Making discoveries with new space missions always seems frustratingly slow, probably because with missions like Kepler, our expectations are so high. So it’s interesting to ponder what all is involved in getting the data analyzed and the discoveries pegged. This post from the Kepler team’s Charlie Sobeck points out that the first five planets Kepler found were the result of six weeks of flight data and about 25 days of ground-based observing to eliminate the false positives and determine the mass of the planets and properties of the host stars.

Nothing runs as smoothly as we might wish. The Kepler team had to sort through much of the data manually because the data processing software is not yet fully functional at NASA Ames. But word from the site is that a major software upgrade has finished development and can now be applied to analysis of almost a full year of data. It’s also worth noting that the Kepler mission is now being managed by Ames rather than the Jet Propulsion Laboratory. Getting past that kind of management transition has got to be a spur for new results.
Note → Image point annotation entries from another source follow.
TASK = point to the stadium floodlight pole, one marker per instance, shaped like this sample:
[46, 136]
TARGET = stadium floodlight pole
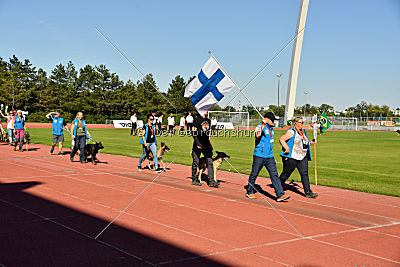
[240, 90]
[133, 65]
[279, 75]
[266, 65]
[133, 200]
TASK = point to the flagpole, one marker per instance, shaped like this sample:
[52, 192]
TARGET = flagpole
[240, 90]
[315, 163]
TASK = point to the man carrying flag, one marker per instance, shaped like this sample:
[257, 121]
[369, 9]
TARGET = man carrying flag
[325, 123]
[206, 90]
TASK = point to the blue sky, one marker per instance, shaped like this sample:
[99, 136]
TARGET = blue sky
[350, 48]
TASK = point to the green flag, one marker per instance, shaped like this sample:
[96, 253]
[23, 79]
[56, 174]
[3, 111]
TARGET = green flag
[324, 121]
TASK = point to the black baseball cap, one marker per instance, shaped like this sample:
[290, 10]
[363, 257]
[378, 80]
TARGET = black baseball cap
[270, 116]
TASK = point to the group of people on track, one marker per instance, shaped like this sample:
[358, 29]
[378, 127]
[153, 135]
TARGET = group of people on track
[295, 146]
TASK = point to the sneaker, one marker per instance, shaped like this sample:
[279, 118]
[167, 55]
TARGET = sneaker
[196, 182]
[283, 198]
[251, 196]
[311, 194]
[213, 184]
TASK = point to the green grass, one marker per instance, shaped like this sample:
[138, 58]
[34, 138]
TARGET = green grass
[362, 161]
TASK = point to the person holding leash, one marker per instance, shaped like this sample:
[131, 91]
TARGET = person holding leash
[10, 129]
[59, 124]
[149, 142]
[202, 144]
[19, 130]
[79, 133]
[296, 154]
[263, 156]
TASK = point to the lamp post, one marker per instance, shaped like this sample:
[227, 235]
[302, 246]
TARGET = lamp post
[279, 81]
[305, 104]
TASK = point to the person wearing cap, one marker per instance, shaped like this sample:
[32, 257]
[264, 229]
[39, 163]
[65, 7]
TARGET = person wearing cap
[18, 124]
[59, 124]
[295, 154]
[10, 129]
[79, 134]
[263, 156]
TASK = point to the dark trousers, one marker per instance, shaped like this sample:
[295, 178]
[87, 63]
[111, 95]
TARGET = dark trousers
[289, 165]
[133, 130]
[20, 141]
[270, 165]
[189, 127]
[80, 143]
[207, 152]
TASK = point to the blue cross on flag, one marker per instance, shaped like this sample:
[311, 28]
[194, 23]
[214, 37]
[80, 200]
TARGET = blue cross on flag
[209, 87]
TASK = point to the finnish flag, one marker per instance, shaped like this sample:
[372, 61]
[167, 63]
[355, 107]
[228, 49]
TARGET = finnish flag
[209, 87]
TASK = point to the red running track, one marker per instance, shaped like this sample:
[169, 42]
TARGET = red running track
[51, 210]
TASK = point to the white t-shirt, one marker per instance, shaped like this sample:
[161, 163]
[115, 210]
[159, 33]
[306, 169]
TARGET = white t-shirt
[171, 121]
[189, 119]
[182, 121]
[298, 152]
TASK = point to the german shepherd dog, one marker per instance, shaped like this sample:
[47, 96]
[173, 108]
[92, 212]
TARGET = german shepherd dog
[217, 162]
[4, 135]
[27, 140]
[160, 155]
[92, 150]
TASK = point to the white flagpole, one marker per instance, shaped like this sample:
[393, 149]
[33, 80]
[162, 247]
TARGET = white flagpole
[235, 83]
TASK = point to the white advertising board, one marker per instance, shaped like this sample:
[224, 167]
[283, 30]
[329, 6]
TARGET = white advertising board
[121, 124]
[225, 125]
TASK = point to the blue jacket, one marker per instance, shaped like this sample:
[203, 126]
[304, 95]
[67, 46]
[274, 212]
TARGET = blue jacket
[19, 123]
[75, 122]
[264, 144]
[146, 127]
[58, 125]
[290, 143]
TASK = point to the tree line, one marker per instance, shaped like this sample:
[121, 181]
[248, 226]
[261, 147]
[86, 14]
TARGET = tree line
[94, 90]
[100, 94]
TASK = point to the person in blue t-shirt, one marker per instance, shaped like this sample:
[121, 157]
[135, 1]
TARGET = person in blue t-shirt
[79, 134]
[263, 156]
[59, 124]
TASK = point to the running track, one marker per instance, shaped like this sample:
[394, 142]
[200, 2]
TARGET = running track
[51, 210]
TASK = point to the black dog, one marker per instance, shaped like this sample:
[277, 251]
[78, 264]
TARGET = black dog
[92, 150]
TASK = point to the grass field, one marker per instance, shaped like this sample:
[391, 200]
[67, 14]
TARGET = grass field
[362, 161]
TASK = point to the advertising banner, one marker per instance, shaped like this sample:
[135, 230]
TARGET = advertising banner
[125, 124]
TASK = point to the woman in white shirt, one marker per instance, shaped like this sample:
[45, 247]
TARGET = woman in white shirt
[296, 154]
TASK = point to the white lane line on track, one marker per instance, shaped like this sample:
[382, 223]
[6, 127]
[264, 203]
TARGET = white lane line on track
[155, 222]
[298, 239]
[75, 231]
[215, 196]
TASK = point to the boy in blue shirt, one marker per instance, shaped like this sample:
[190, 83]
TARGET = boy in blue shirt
[58, 130]
[263, 156]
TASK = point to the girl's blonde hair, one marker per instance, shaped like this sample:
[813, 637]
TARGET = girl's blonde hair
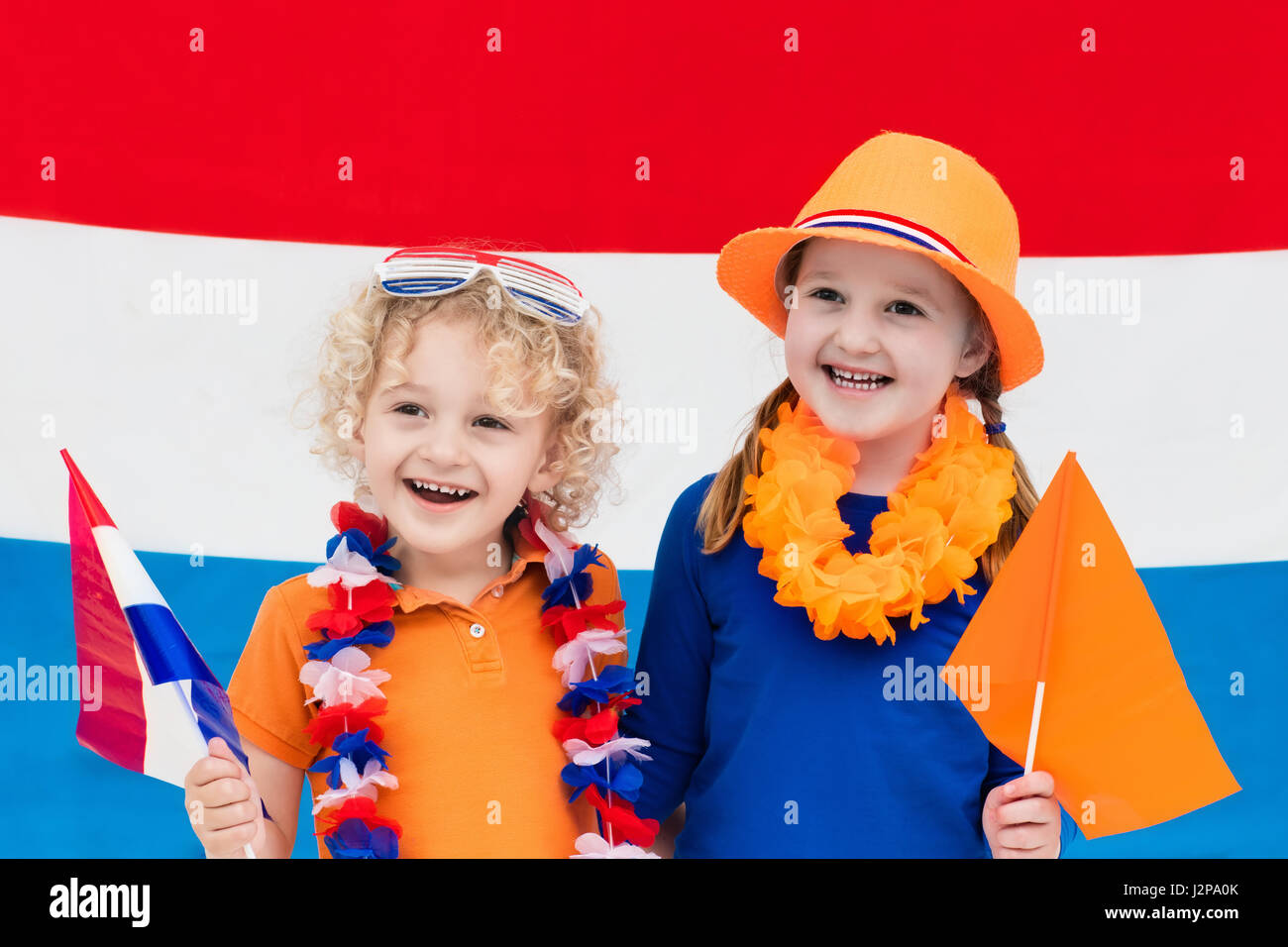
[722, 508]
[535, 364]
Sobeck does note a problem with one of the spacecraft’s detector modules, which stopped working on January 9:

Under normal operations, each module and its electronics convert light into digital numbers. For the darkest parts of the image between stars, we expect these numbers to be very small (but not zero). Correspondingly, for the brightest stars in the image, much larger numbers are expected creating an image of each observed star and its background neighborhood. The numbers we see coming out of failed module 3 are all very similar in size and considerably lower than the normal levels. These numbers produce an image that looks like the “snow” on a television that has very bad reception. There are no stars visible in these images.

The problematic module is on the periphery of the field of view, and because the spacecraft rotates by 90 degrees every three months, the problem should not compromise the mission — the module observes a different part of the Kepler field of view each season. You can see the module’s position (and the spacecraft’s rotation) in the following image:

Image: Kepler field of view showing position of the failed module for each season. Credit: Charlie Sobeck/Kepler science team.
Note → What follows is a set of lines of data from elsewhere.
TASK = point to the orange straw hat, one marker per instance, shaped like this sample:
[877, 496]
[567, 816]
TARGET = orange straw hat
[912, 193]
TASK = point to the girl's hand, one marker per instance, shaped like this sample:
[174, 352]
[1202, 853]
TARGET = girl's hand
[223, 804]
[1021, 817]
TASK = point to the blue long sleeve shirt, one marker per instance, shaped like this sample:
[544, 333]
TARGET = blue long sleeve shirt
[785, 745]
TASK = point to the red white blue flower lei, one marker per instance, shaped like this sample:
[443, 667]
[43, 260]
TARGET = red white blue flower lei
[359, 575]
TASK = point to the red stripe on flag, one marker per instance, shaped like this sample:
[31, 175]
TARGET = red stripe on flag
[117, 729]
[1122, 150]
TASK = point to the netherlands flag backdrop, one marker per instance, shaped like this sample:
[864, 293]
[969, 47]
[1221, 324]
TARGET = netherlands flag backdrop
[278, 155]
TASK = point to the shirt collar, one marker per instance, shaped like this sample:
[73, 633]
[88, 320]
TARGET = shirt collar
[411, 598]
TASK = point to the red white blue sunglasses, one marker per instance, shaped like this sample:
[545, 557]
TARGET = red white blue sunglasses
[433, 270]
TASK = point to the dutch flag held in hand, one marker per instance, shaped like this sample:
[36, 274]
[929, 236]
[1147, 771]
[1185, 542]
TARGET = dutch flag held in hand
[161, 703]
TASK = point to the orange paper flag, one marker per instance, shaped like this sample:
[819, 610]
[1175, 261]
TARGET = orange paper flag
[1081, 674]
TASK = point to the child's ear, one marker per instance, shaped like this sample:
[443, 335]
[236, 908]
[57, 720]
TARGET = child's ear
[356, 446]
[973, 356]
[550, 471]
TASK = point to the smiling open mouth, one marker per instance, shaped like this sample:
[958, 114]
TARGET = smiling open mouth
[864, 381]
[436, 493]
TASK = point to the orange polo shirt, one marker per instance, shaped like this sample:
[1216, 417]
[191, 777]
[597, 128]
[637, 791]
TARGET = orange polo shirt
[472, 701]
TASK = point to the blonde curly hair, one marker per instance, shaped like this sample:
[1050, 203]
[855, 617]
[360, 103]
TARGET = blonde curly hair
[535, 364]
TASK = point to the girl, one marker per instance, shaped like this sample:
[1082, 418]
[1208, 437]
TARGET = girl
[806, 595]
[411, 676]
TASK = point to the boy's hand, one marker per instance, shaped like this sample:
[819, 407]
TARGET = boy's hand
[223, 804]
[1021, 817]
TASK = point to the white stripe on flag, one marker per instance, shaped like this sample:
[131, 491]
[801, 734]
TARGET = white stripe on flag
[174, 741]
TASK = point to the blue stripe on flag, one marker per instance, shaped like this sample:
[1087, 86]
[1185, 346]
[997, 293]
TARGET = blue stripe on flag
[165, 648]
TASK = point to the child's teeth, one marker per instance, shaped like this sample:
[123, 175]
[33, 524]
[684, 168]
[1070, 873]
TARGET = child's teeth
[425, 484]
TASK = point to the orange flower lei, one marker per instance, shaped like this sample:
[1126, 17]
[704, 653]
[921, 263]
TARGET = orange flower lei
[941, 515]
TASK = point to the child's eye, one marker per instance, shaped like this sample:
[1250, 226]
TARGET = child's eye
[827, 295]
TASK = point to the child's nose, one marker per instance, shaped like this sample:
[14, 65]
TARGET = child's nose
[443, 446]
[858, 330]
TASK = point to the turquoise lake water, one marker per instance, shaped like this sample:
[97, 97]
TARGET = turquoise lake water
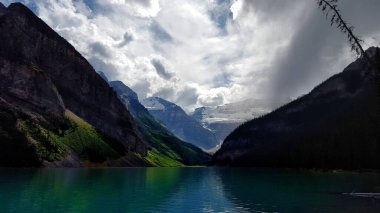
[184, 190]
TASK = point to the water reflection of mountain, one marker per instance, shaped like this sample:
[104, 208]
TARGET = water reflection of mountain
[184, 190]
[298, 191]
[88, 190]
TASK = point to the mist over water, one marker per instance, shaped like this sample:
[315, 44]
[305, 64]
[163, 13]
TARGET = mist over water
[184, 190]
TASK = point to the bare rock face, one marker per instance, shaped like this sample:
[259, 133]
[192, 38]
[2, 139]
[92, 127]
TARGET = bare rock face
[41, 75]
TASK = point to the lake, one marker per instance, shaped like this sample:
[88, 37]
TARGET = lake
[184, 190]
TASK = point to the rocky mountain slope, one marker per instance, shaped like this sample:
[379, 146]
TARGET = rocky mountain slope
[167, 149]
[179, 123]
[222, 120]
[336, 125]
[54, 108]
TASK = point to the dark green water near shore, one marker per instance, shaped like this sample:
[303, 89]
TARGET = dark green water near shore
[184, 190]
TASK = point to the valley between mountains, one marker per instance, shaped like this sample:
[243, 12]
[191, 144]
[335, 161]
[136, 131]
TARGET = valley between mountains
[57, 111]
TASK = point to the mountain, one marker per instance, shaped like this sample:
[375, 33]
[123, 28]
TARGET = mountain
[179, 123]
[222, 120]
[167, 149]
[103, 76]
[335, 126]
[55, 110]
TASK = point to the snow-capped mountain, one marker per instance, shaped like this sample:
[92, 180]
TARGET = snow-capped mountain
[180, 123]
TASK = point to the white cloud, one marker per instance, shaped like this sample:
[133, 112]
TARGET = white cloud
[211, 52]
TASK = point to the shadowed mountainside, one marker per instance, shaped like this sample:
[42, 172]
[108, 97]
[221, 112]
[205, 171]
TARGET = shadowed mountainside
[54, 108]
[335, 126]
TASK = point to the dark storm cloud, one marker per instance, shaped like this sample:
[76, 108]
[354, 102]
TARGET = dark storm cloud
[161, 70]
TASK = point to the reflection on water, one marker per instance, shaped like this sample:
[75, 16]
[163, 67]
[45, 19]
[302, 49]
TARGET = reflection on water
[183, 190]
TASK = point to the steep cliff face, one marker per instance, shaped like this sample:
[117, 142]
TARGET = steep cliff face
[335, 126]
[167, 149]
[42, 76]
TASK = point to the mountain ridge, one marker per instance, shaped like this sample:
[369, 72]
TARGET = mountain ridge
[49, 91]
[310, 132]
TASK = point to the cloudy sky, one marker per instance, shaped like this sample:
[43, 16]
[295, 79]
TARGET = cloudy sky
[211, 52]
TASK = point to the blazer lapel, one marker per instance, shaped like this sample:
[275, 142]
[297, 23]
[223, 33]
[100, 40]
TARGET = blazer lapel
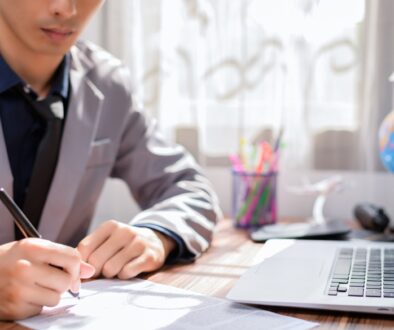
[6, 221]
[81, 122]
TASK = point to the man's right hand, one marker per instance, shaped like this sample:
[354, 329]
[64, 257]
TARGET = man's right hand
[29, 280]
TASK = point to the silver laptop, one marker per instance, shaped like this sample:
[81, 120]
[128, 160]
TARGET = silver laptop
[334, 275]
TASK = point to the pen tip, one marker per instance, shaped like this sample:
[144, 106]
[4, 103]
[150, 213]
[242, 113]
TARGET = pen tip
[74, 294]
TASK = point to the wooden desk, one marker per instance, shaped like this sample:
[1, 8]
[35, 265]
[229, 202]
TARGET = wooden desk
[230, 255]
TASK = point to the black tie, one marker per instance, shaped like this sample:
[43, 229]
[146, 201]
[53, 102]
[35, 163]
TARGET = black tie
[51, 110]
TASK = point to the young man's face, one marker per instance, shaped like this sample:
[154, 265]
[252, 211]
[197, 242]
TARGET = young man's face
[48, 27]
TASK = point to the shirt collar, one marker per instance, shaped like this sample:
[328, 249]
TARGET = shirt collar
[8, 77]
[60, 81]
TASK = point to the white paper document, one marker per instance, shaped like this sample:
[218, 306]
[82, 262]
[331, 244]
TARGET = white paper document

The module may be recoverable, but several weeks will go by before the team makes the attempt as the current situation is reviewed. But even in the worst case scenario of total module failure, Sobeck points out that no part of the Kepler field of view is rendered unobservable by the problem. At worst, the reduction in results might reach 5 percent, a figure, he adds, that “…shouldn’t significantly affect the Kepler science performance.”


Comments on this entry are closed.

  • Mike March 25, 2010, 11:43

    The Kepler team should have just finished the spring quarter roll and the March data download a few days ago.
    Almost a year’s worth of data to analyse? That data may contain the first evidence of HZ terrestial planets around K-dwarfs.
    It’s going to be a nail-biter about how the other CCD pair modules hold up
    over time. Great work if they can get the failed one working again.

  • spaceman March 25, 2010, 16:26

    Too bad the mission has run less smoothly than initially anticipated, as it seems like there have been quite a few glitches so far.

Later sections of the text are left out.